Qui a pu oublier ce « petit bonhomme » traversant le terrain lors d’un match de coupe du monde pour aller défier un Émir à la suite d’une décision d’une rare injustice lors d’un match de football ? Match qui provoqua presque un incident diplomatique entre la France et le Koweit.
Qui n’a pas admiré le courage et la détermination de l’ancien président olympien pour défendre ses supporteurs, estimant que ces derniers n’étaient pas respectés par les instances du football lors d’un Classico ? N’hésitant pas à braver la ligue et le diffuseur en envoyant faire jouer la réserve.
A ces qualités de meneurs indéniables chez ces deux hommes, la dimension du contexte dans lequel ils se sont mis en valeur est aussi à prendre en considération.
Concernant Hidalgo, il devient sélectionneur d’une équipe de France qui n’a jamais rien gagné dans un pays pour qui le foot n’est absolument pas culturel. Populaire certes, mais culturellement la France est aux antipodes des autres pays européens et notamment nos voisins Italiens, Espagnols, Anglais et Allemands. Et malgré ce lourd handicap, il va fédérer.
Par ailleurs, le contexte marseillais est important à souligner. Je l’ai déjà écrit à plusieurs reprises dans mes textes. À Marseille rien n’est comme ailleurs. C’est une qualité, mais c’est aussi un défaut. Tout y est décuplé et plus difficile. N’importe quel entraîneur ou président le dira, mais exercer un an à Marseille, c’est l’équivalent de 5 ans ailleurs. Cette ville et son contexte sont usants. Mais ces deux hommes avaient su le comprendre et en faire une force.

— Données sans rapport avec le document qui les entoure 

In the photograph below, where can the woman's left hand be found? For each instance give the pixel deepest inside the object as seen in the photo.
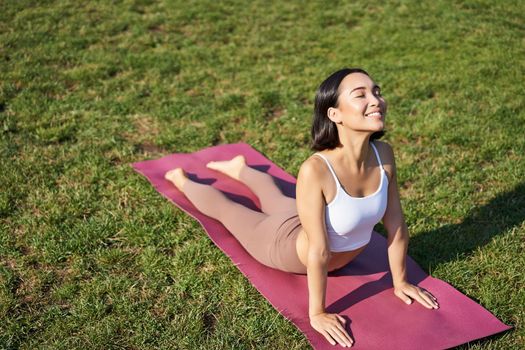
(406, 292)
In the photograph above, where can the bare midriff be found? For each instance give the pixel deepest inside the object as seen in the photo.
(337, 259)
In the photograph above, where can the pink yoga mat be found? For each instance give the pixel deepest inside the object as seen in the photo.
(361, 292)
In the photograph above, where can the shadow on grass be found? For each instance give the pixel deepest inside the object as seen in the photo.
(478, 228)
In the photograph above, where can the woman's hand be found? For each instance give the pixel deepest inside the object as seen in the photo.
(332, 326)
(405, 291)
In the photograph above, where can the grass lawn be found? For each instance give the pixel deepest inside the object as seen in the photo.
(91, 257)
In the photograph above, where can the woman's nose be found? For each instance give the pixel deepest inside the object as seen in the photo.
(374, 100)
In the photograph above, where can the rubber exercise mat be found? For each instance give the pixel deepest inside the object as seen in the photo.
(361, 292)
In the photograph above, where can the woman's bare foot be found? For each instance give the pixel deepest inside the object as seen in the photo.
(177, 176)
(230, 167)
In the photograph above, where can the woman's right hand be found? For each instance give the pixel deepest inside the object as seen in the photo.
(332, 326)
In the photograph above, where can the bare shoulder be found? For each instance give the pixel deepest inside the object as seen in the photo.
(312, 170)
(386, 153)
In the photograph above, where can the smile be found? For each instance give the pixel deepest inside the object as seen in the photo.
(374, 115)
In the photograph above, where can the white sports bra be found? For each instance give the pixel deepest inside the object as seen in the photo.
(350, 220)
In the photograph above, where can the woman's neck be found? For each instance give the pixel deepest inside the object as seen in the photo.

Et il est peut-être là le secret ! C’est que seulement les grands hommes savent faire une force d’un défaut, un atout d’une faiblesse si bien qu’à la fin on les croit invincible ou irremplaçable et que l’avis à leur sujet devient unanime.
Je ne veux pas me lancer dans des comparaisons malveillantes avec tel entraîneur ou tel président, mais il y a des gens qui marquent la mémoire et les esprits et d’autres pas.
J’ai aimé et j’aimerai ces deux hommes toute ma vie de supporteur de l’OM et je ne les oublierai jamais. Ils n’étaient pas parfaits loin de là, mais ils sont su dans des contextes difficiles nous rendre notre fierté d’être marseillais à travers le club de football de la ville que nous chérissons tant et rien que pour ça, MERCI.